Traduite depuis peu en français, Ann Cleeves est l’auteur prolifique de quatre séries policières parmi lesquelles les enquêtes de Vera Stanhope dont le deuxième volet vient de paraître. "Morts sur la lande" (Belfond, 354 pp., env. 20€) se déroule dans les vastes campagnes maritimes du Yorkshire. Elvet, petit village où tout s’épie, vient d’apprendre le suicide, en prison, de Jeanie Long. Celle-ci avait toujours clamé son innocence, mais il était plus facile de l’imaginer commettre le meurtre de la jeune Abigail plutôt que de chercher un autre coupable.

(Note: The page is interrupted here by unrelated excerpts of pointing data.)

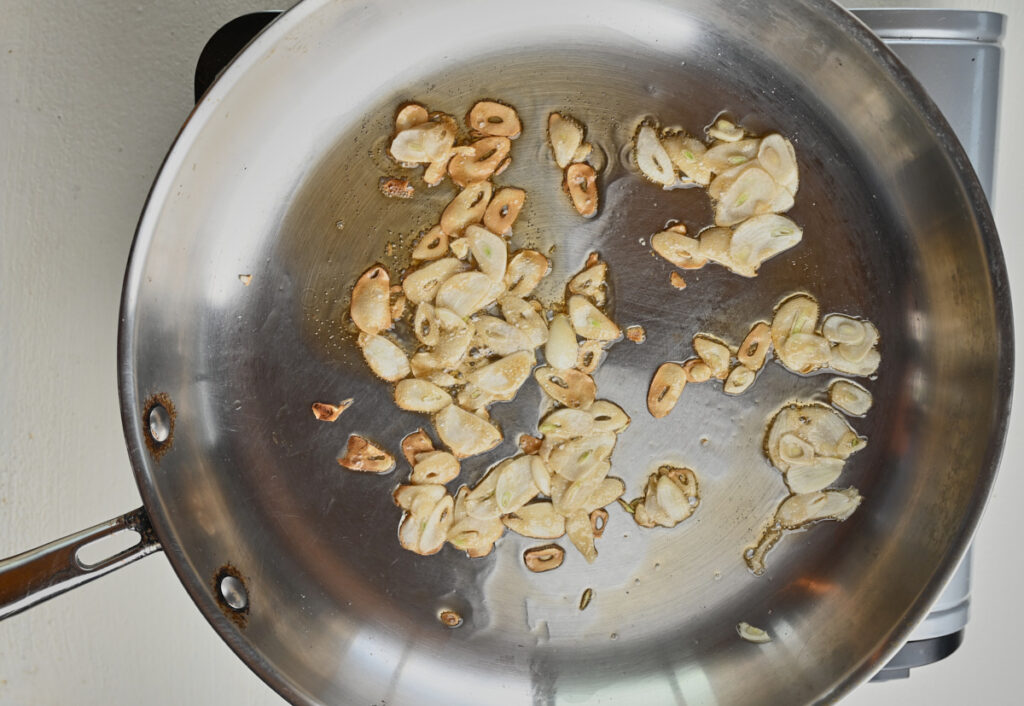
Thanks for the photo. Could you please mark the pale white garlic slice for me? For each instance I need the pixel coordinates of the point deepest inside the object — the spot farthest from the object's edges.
(488, 250)
(384, 358)
(561, 350)
(464, 432)
(422, 285)
(590, 322)
(565, 136)
(652, 159)
(538, 521)
(850, 398)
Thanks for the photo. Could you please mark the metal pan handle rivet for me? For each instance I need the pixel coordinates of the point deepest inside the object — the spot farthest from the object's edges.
(160, 423)
(233, 592)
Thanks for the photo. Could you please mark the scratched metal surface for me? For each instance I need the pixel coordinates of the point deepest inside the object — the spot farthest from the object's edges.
(291, 141)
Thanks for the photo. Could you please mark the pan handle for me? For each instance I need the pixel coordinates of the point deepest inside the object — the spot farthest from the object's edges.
(39, 574)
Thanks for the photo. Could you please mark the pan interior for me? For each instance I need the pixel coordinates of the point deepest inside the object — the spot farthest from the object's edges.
(276, 177)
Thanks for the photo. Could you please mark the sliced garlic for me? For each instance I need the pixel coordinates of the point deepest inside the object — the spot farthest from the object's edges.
(728, 156)
(753, 193)
(652, 159)
(679, 249)
(686, 154)
(371, 310)
(726, 131)
(753, 634)
(475, 537)
(503, 378)
(815, 475)
(364, 455)
(543, 558)
(384, 358)
(581, 183)
(608, 416)
(850, 398)
(591, 283)
(568, 387)
(696, 370)
(798, 510)
(422, 143)
(478, 161)
(465, 433)
(566, 423)
(739, 380)
(466, 208)
(754, 349)
(409, 116)
(488, 250)
(504, 209)
(434, 467)
(565, 136)
(523, 317)
(538, 520)
(525, 271)
(776, 156)
(491, 118)
(590, 322)
(581, 533)
(761, 238)
(497, 336)
(422, 285)
(420, 396)
(466, 293)
(665, 389)
(561, 350)
(715, 354)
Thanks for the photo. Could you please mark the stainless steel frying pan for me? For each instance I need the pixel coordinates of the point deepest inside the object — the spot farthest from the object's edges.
(295, 562)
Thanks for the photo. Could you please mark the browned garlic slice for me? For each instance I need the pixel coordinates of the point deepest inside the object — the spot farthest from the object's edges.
(492, 118)
(504, 209)
(371, 309)
(361, 454)
(422, 285)
(565, 136)
(434, 467)
(478, 161)
(850, 398)
(581, 533)
(686, 154)
(753, 634)
(665, 388)
(652, 159)
(590, 322)
(488, 250)
(561, 350)
(538, 520)
(543, 558)
(670, 497)
(420, 396)
(475, 537)
(568, 387)
(679, 249)
(754, 349)
(384, 358)
(464, 432)
(581, 182)
(525, 271)
(715, 354)
(466, 208)
(739, 380)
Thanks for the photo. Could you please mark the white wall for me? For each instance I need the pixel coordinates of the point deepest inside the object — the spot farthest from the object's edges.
(91, 95)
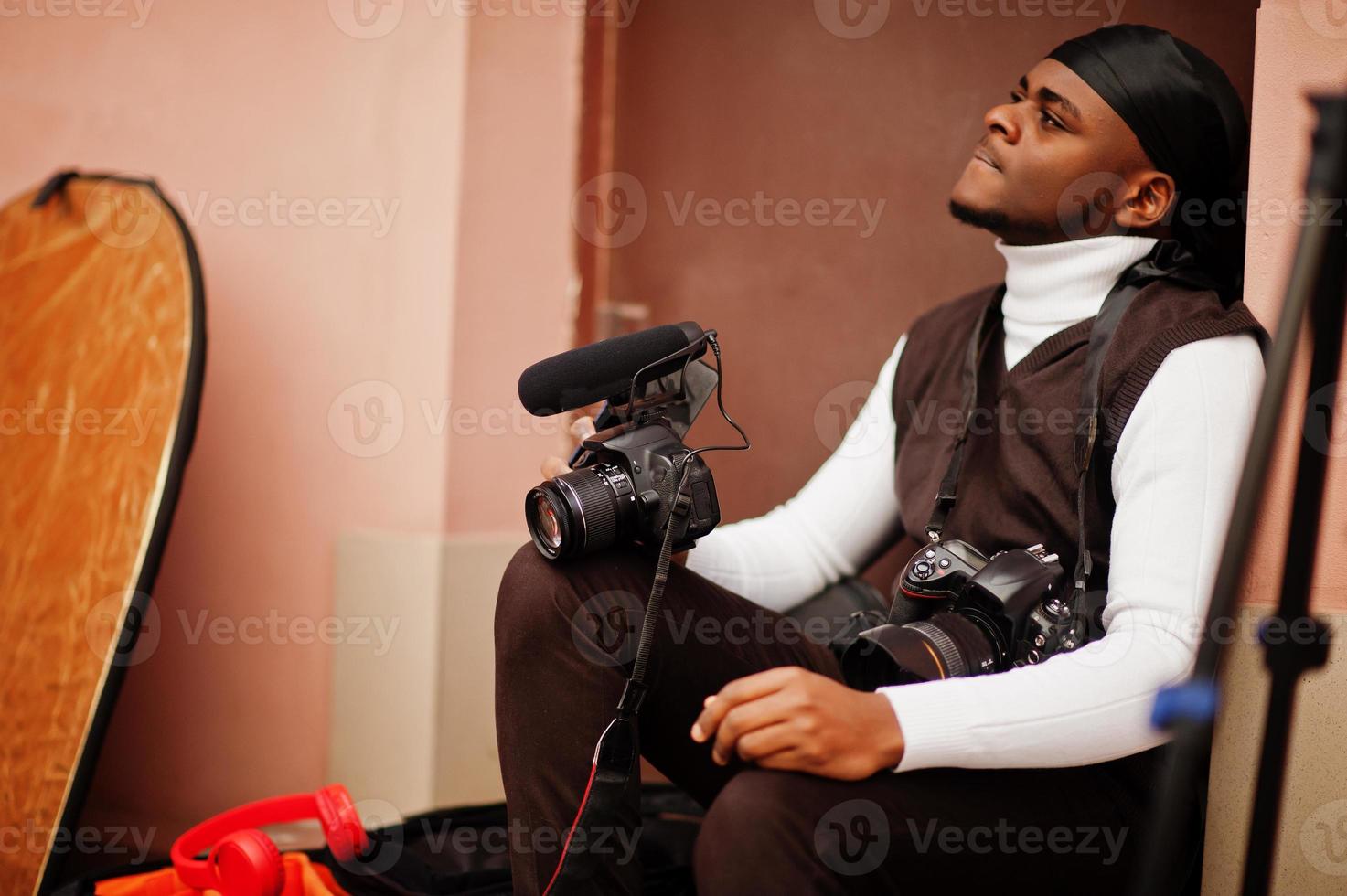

Mais un nouveau témoignage vient secouer une communauté peu encline à revivre son passé. Poussée par un second crime, Vera Stanhope - qui fait penser au Columbo télévisuel - est, elle, déterminée à démasquer le vrai coupable.

"Le seul moyen de comprendre sa propre vie, c'était de la transformer en fiction", écrivez-vous.

J’essaie de dire par là que nous créons des récits autour de nos vies, que ce soit pour expliquer, justifier ou idéaliser nos faits et gestes. Le titre anglais de "Morts sur la lande" est "Telling Tales". Dans ce roman, les personnages refusent d’affronter la réalité, préférant le rêve et le mensonge. À Vera de démasquer ces fictions.

Parlant du crime et de la curiosité morbide, vous employez les termes "drame", "costumes" et "spectacle". Pourquoi ?

Je pense qu’écrire est un peu comme faire du théâtre. L’auteur doit voir le monde à travers les yeux de ses personnages: elle se tient dans leurs chaussures. Comme un acteur, je suis curieuse des gens autour de moi. J’écoute les conversations dans les restaurants et les bars. Ce qui embarrasse considérablement mes enfants!

Pourquoi avez-vous choisi d'écrire dans la veine du suspense ?

J’écris des histoires de crime parce que c’est ce que j’aime lire. Quand j’étais très jeune, j’ai commencé un texte qui, je l’espérais, deviendrait un roman de haute littérature. Mais à mi-parcours, je me suis dit: est-ce vraiment ce que je voudrais lire? Non! Même lorsque j’étudiais la littérature à l’université, les lectures qui me plaisaient étaient des histoires de crime. De même, je ne suis pas convaincante dans l’écriture de complots. Or dans les romans à suspense, le complot est scellé à l’avance: il y a un meurtre, un nombre limité de suspects et un dénouement. Cela me laisse de l’espace pour explorer les thèmes qui m’intéressent: la famille, les relations entre les êtres, les lieux.

Quels sont les auteurs qui vous ont influencée ?

Ce sont surtout des Européens de la veine du crime. J’apprécie les Scandinaves comme Karin Fossum, Henning Mankell et Stieg Larsson. Il y a une clarté et une économie dans leur écriture que je trouve intéressante. Mais je pense aussi aux Français Dominique Manotti et Fred Vargas.

D'Agatha Christie à Mary Higgins Clark, la plupart des écrivains du crime sont des femmes. Pourquoi selon vous ?

C’était certainement vrai pour le crime classique, mais aujourd’hui, en Grande-Bretagne, les hommes ont pris le dessus. Ian Rankin est de loin le plus grand vendeur. Les femmes excellent dans l’écriture classique de crimes parce que nous pouvons mener plusieurs tâches de front, faire progresser les différentes strates d’une histoire en même temps. Et ce genre de fiction - celle écrite par P.D. James et Ruth Rendell, par exemple - est souvent calme et intérieure.